I have a very big file list, which is organized with:
And I create a dataset to read this file list to the memory.
Since my training code is run with DistributedDataParallel and I have 8 GPUs, the dataset will be created 8 times.
python -m torch.distributed.launch --nproc_per_node=8 --nnodes=1 --node_rank=0 --master_addr="127.0.0.1" train.py
And they will cost large memories, nearly 30*8=240G in total. Is there a way to let those processes share a single dataset?
Thanks for your help
Can you use PyTorch DataLoader? If you implement the
__getitem__ function, the batches will be lazily read into memory. Each DDP replica will then have one DataLoader, and each DataLoader will load the data lazily, so there shouldn’t be as much memory pressure.
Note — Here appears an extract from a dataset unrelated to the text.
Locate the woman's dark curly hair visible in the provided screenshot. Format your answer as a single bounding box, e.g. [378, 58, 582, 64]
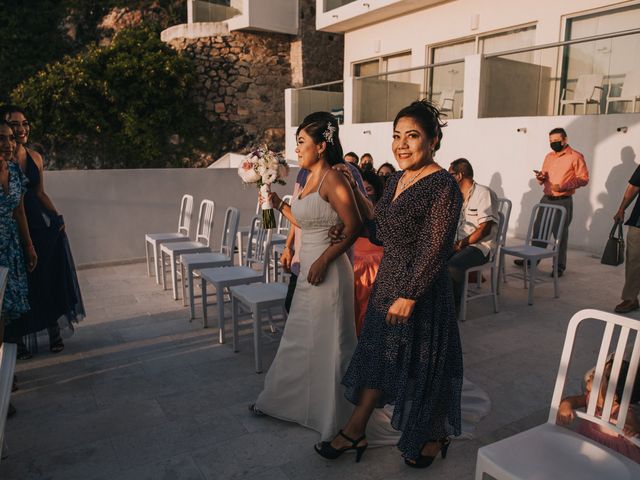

Relevant Forums Post: How to use dataset larger than memory?
Thanks for your reply.
I do use pytorch dataloader like below:
class MyTrainImageFolder(torch.utils.data.Dataset): # Class inheritance
def __init__(self, root, file_dir, label_dir, transform=MYTFS):
imgs = 
labels = 
img_list = np.load(file_dir)
labels_list = np.load(label_dir)
self.imgs = img_list
self.labels = labels_list
self.root = root
self.transform = transform
self.lens = len(img_list)
print('total img number:', len(self.imgs))
def __getitem__(self, index):
label = torch.tensor(int(self.labels[index]))
img = Image.open(os.path.join(self.root, self.imgs[index]))
img = self.transform(img)
return img, label
The problem is, the file in “file_dir” is about 30G, I have more than 200 million images. Can i build a dataset once when using distributedDataParallel?
Maybe I should split the big list file into some small patches, and using a for loop in my training process? That is the best way that I could find.
One thing I can think of is to split the file into smaller patches, and instead of loading the files in the
__init__ function, you can load these smaller files in the
__getitem__ function itself (using the index and number of examples per file to fetch the correct file). This way you avoid loading the massive file all at once from all the ranks. I haven’t profiled this performance-wise, though you will be doing 2 disk reads instead of one in the getitem function - one for the images and one for the list/labels file. However, you might benefit from some caching with the latter depending on the file size/batch size/how you sample from the dataset.
I’m not sure if there some shared-memory based approach where we can load these files into some memory that is shared by all the processes, but I can try to dig more into this approach if the above one does not work.